The Bayswater library is located inside the Mountain High Shopping Centre.

==Transport==
===Train===
Bayswater Station is located near the Mountain Highway, and is on the Belgrave line.

===Bus===
Bayswater is serviced by the following bus routes:
- 664 Chirnside Park - Knox City via Croydon & Bayswater
- 737 Croydon - Monash University via Boronia & Knox City Shopping Centre & Glen Waverley
- 745 Knox City - Bayswater - Wantirna Primary School
- 745a Knox City - Bayswater
- 745b Bayswater - Boronia Station
- 745c Bayswater - Wantirna Primary School
- 745d Bayswater - Wantirna Primary School via Mountain Highway
- 753 Glen Waverley - Bayswater via Wheelers Hill & Knoxfield & Boronia
- 755 Bayswater - Knox City via Basin & Boronia & Ferntree Gully
- 967 Night bus: Glen Waverley - Burwood Hwy - Bayswater (returns via Bayswater North - Ferntree Gully)

==Demographics==

In the 2021 census, the following was recorded:
- Top responses for country of birth:
  - Australia: 7,483 (61.0%)
  - China: 664 (5.4%)
  - India: 485 (4.0%)
  - England: 325 (2.7%)
  - Malaysia: 249 (2.0%)
  - Philippines: 225 (1.8%)
- Top responses for religious affiliation:
  - No religion: 5,309 (43.3%)
  - Catholic: 2,011 (16.4%)
  - Anglican: 713 (5.8%)
  - Not stated: 708 (5.8%)
  - Hinduism: 496 (4.0%)
- Top responses for languages used at home:
  - English: 7,978 (65.1%)
  - Mandarin: 805 (6.6%)
  - Cantonese: 495 (4.0%)
  - German: 206 (1.7%)
  - Vietnamese: 157 (1.3%)
  - Sinhalese: 151 (1.2%)

==Sport and recreation==
Its most well-known reserve is Bayswater Park, where football and cricket is played on the two ovals, as well as netball and tennis, on surrounding courts. The adjacent playground, known by the locals as the 'Train Park', contains a disused steam engine, which has been altered for children to play on.

The suburb has an Australian Rules football team, Bayswater Football Netball Club, known as The Waters, who compete in the Eastern Football League.

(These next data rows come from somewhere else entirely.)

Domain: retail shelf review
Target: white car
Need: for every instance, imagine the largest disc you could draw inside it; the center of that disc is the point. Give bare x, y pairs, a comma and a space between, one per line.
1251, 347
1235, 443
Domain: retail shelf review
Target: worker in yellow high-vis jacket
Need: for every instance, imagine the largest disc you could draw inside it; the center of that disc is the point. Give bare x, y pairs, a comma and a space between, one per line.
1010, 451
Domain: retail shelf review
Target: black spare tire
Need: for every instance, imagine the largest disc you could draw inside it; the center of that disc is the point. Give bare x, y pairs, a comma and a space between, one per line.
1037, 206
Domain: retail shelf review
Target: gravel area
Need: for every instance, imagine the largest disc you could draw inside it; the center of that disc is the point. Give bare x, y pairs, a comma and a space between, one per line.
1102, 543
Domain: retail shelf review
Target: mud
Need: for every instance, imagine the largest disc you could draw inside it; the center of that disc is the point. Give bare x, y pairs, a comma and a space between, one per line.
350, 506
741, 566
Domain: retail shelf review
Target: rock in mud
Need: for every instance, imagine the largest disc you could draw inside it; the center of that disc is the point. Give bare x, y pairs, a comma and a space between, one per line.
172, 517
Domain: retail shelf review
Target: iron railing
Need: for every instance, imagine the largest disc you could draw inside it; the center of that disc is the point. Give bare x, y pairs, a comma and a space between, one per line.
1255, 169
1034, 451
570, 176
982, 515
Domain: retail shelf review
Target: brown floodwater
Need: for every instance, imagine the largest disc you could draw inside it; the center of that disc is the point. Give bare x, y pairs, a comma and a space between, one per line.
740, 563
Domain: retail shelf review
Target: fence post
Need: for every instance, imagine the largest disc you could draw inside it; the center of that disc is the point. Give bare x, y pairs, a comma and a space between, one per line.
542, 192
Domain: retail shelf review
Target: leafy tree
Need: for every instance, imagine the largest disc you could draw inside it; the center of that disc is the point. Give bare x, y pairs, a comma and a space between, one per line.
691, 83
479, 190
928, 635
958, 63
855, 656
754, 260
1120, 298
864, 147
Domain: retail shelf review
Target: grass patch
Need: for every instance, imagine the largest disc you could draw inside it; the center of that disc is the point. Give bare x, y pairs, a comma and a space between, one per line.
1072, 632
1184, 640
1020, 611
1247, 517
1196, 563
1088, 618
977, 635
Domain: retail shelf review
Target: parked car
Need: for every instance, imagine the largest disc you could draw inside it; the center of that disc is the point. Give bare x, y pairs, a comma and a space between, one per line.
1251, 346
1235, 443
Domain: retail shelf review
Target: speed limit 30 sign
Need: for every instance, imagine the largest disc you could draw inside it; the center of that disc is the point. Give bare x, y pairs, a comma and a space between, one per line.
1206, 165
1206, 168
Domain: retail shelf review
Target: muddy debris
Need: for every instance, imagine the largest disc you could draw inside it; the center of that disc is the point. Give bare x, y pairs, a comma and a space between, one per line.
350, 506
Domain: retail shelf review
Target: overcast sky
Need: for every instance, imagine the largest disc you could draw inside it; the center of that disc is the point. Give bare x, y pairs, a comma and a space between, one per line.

The suburb is also the home of the Bayswater Cricket Club, of which they are a member of the Victorian Sub District Cricket Association.

Guy Turner Reserve hosts both the Bayswater Park Cricket Club; known as The Sharks who compete in the Ringwood District Cricket Association during summer and The Bayswater Strikers Soccer Club during winter.

The suburb also had the Bayswater Netball Club that competed in the Mountain District Netball Association located in Ferntree Gully, the club folded due to waning participation in the early 2010’s.

The Knox Little Athletics Centre also hosted the Bayswater Bullets Little Athletics Club which was established in 1968/69 unfortunately a similar fate befitted BBLAC as they disbanded around 2018/19.